Nell’antica Grecia, si definiva erastès (ἐραστής, traducibile come “amante”) l’uomo adulto che aveva una relazione con un adolescente di sesso maschile, che per legge doveva avere più di 12 anni. Tale relazione, pur essendo a sfondo erotico-sessuale, si arricchiva tuttavia di molteplici aspetti relazionali e di contenuti pedagogici. L’erastès infatti insegnava all’eròmenos, ovvero il fanciullo amato, il senso civico, la cultura e l’amore. In cambio, egli si aspettava dall’eròmenos gioia e piacere fisico. In ogni caso, secondo la morale sessuale greca, l’eromenos non doveva concedersi subito all’erastès, ma importante era il corteggiamento attuato dall’erastès nei suoi confronti, come raffigurano vasi e coppe dell’epoca classica. L’erastès inoltre doveva prendersi cura dell’eròmenos, anche con denaro o proteggendolo politicamente. A seguito soprattutto della pubblicazione dell’opera di Kenneth Dover intitolata L’omosessualità nella Grecia antica nel 1978 i due termini di erastès ed eròmenos sono divenute le parole standard per definire i due ruoli della relazione pederastica[1]. Entrambe derivano dal verbo ἐράω erào col significato di amare (da cui discende pure il nome del dio Eros). Secondo l’interpretazione data da Dover sussiste poi una stretta dicotomia tra la figura dell’erastès-ἐραστής (plurale erastai), l’amante più grande visto come partner attivo e dominante[2], col suffisso tes-τής come complemento di agente[3], e la parola della lingua greca antica paiderastês, che significava sì “amante dei ragazzi”, ma di solito indicato con una connotazione negativa[4]: l’erastes dovrebbe quindi rimanerne distinto contenendo in sé una forma assai più idealizzata di tal amore. L’amante, per come la vede Dover, avrebbe inoltre dovuto essere solo poco più che ventenne[5] e quindi la differenza di età tra i due poteva benissimo anche essere del tutto trascurabile[6].
Note
1. La coppia di termini viene utilizzata sia all’interno che all’esterno del campo di studi classici. Per le indagini e le opere di riferimento all’interno dello studio della cultura e della storia antica, si veda ad esempio The World of Athens: An Introduction to Classical Athenian Culture, una pubblicazione della “Joint Association of Classical Teachers” (Cambridge University Press, 1984, 2003), pp. 149–150 online; John Grimes Younger, Sex in the Ancient World from A to Z pp. 91–92 online. Per gli studi esterni a quello più specificamente classico, vedi ad esempio Michael Burger, The Shaping of Western Civilization: From Antiquity to the Enlightenment (University of Toronto Press, 2008), pp. 50–51 online; Richard C. Friedman and Jennifer I. Downey, Sexual Orientation and Psychoanalysis: Sexual Science and Clinical Practice (Columbia University Press, 2002), pp. 168–169 online; Michael R. Kauth, True Nature: A Theory of Sexual Attraction (Springer, 2000), p. 87 online; Roberto Haran, Lacan’s Four Fundamental Concepts of Psychoanalysis (2004), p. 165ff. online.

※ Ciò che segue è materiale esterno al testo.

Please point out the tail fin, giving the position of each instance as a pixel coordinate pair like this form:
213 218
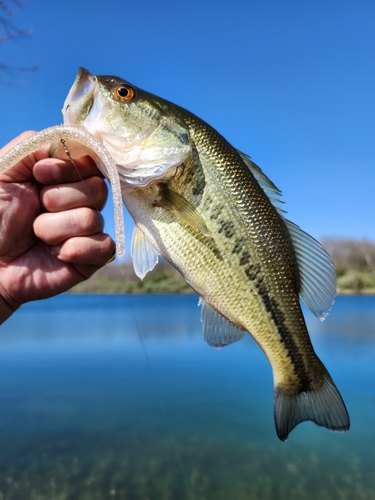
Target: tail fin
323 406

2. Kenneth Dover, Greek Homosexuality (Harvard University Press, 1978, 1989), p. 16.
3. Herbert Weir Smyth, “Formation of Substantives,” sezioni 838–839, Greek Grammar (Harvard University Press, 1920, 1984), pp. 229–230. L’inserimento del sigma tra verbo e suffisso è eufonico (§836).
4. Liddell and Scott, Greek-English Lexicon, p. 1286.
5. William Armstrong Percy III, Pederasty and Pedagogy in Archaic Greece (University of Illinois Press, 1996), p. 1 online.
6. Martha Nussbaum, “Platonic Love and Colorado Law: The Relevance of Ancient Greek Norms to Modern Sexual Controversies,” Sex and Social Justice (Oxford University Press, 1999), p. 309: “poiché il pensiero popolare/di massa dei nostri giorni tende a mettere a fuoco l’immagine spaventosa di un ‘vecchio sporcaccione’ che si muove liberamente al di fuori della scuola in attesa di molestare i ragazzini, è importante ricordare che l’erastes potrebbe non essere molto lontano in età dall’eromenos”.